Fan group members face charges of toppling government
by Daily Sabah
ISTANBULSep 08, 2014 - 12:00 am GMT+3
by Daily Sabah
Sep 08, 2014 12:00 am
Prosecutors seek aggravated life sentences for some of the members of Çarşı—the fan group of Beşiktaş Football Club--, submitting the court an indictment that included the telephone conversation logs as proof for the group members attempt to overthrow the government during the Gezi Park protests. The logs read: "I don't give a damn about the department store or the trees in Gezi Park, the revolution has begun' and 'we should assault to the police fiercely, someone's death in the clashes might spark outrage in the public'
A suit has been filed against 35 members of Çarşı including the group's leaders for attempting to overthrow the government during last year's Gezi Park protests by carrying out a smear campaign against the government and provoking the public via social media and violent activities.
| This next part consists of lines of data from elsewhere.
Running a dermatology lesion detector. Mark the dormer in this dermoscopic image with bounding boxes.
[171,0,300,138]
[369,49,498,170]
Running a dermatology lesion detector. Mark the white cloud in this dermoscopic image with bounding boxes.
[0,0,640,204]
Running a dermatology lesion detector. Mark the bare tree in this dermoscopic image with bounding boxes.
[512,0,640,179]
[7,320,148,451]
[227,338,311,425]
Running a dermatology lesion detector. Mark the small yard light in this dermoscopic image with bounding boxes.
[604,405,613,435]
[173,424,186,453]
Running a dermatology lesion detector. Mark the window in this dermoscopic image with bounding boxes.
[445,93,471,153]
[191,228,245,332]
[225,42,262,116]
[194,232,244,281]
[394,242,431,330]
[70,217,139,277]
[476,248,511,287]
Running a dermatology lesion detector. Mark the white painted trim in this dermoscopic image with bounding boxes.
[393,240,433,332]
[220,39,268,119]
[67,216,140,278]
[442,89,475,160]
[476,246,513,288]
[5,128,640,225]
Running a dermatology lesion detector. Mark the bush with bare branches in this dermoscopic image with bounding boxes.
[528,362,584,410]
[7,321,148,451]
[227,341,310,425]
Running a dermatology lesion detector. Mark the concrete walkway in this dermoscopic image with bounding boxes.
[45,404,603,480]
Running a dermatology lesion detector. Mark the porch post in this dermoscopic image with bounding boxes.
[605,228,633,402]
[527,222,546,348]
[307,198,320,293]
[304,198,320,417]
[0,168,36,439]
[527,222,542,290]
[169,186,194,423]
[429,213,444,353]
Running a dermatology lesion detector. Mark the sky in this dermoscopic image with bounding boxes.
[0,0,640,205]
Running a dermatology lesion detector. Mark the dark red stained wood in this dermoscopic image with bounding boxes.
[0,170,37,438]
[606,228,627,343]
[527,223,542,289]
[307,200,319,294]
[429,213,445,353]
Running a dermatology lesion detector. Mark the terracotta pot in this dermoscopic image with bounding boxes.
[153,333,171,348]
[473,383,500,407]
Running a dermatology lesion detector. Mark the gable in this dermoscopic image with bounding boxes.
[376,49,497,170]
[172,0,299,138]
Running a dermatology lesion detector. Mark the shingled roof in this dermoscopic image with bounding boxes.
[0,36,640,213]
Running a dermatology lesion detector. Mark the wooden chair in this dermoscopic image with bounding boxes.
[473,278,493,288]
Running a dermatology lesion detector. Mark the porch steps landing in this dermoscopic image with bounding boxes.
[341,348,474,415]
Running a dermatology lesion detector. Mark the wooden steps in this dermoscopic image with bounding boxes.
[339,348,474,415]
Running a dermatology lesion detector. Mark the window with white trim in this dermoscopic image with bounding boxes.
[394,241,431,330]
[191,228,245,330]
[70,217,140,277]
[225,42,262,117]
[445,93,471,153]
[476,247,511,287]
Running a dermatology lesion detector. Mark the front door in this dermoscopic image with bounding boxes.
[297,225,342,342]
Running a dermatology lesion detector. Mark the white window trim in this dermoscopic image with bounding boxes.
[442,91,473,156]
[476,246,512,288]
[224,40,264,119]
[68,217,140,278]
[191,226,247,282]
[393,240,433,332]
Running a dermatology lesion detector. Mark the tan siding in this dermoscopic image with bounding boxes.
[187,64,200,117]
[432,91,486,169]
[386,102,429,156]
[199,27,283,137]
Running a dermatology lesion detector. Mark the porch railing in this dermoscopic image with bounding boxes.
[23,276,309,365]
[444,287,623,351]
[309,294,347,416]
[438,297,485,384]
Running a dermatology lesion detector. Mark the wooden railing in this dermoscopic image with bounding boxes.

The suspects are accused of attempting to topple the government by trying to engender an 'Arab Spring' like situation in Turkey and forming an armed organization.
The group leaders Numan Bülent Ergenç, Cem Yakışkan and Halil İbrahim Erol were arrested shortly after the protests as they faced similar charges but were released upon the objections that were made. The Istanbul chief public prosecutor's office conducted a year's long investigation seeking aggravated life sentences, finally reaching a conclusion accepted by the court.
The 38-page-long indictment contains names that are popular among Beşiktaş fans such as Cem Yakışkan, the founder of the group mostly known by his nickname 'Blond Cem', and Erol Özdil who prepares the banners for the group.
The indictment claimed that the protests began as sit-in demonstrations that aimed to seek rights in a democratic manner but the purpose of the demonstration shifted and morphed into anti-government protests supported by marginal groups that attended the later phases of the protests manipulating them to provoke the public against the government. The indictment further alleged that such marginal groups aimed to topple the government by anti-democratic ways. The leaders of the tribune Yakışan and Ergeç are accused of; mobilizing some of the members of Çarşı group to incite anger amongst people against the government and also of attempting to occupy the prime ministry office located in the Beşiktaş district.
The fact that some Çarşı group members allowed the foreign press to enter the scene of the protests have been interpreted as the group's attempt to portray the protests as Turkey's 'Arab Spring' to the world seeking to unlawfully topple the government.
Tweets shared by members in question during the protests were also counted as evidence that revealed their real intention being to overthrow the government.
The final part of the indictment said the members of the group facing the charges aimed to create an authority gap via chaos in order to oust the ruling party that was democratically brought into office, basing this allegation on the phone conversations that took place between the members.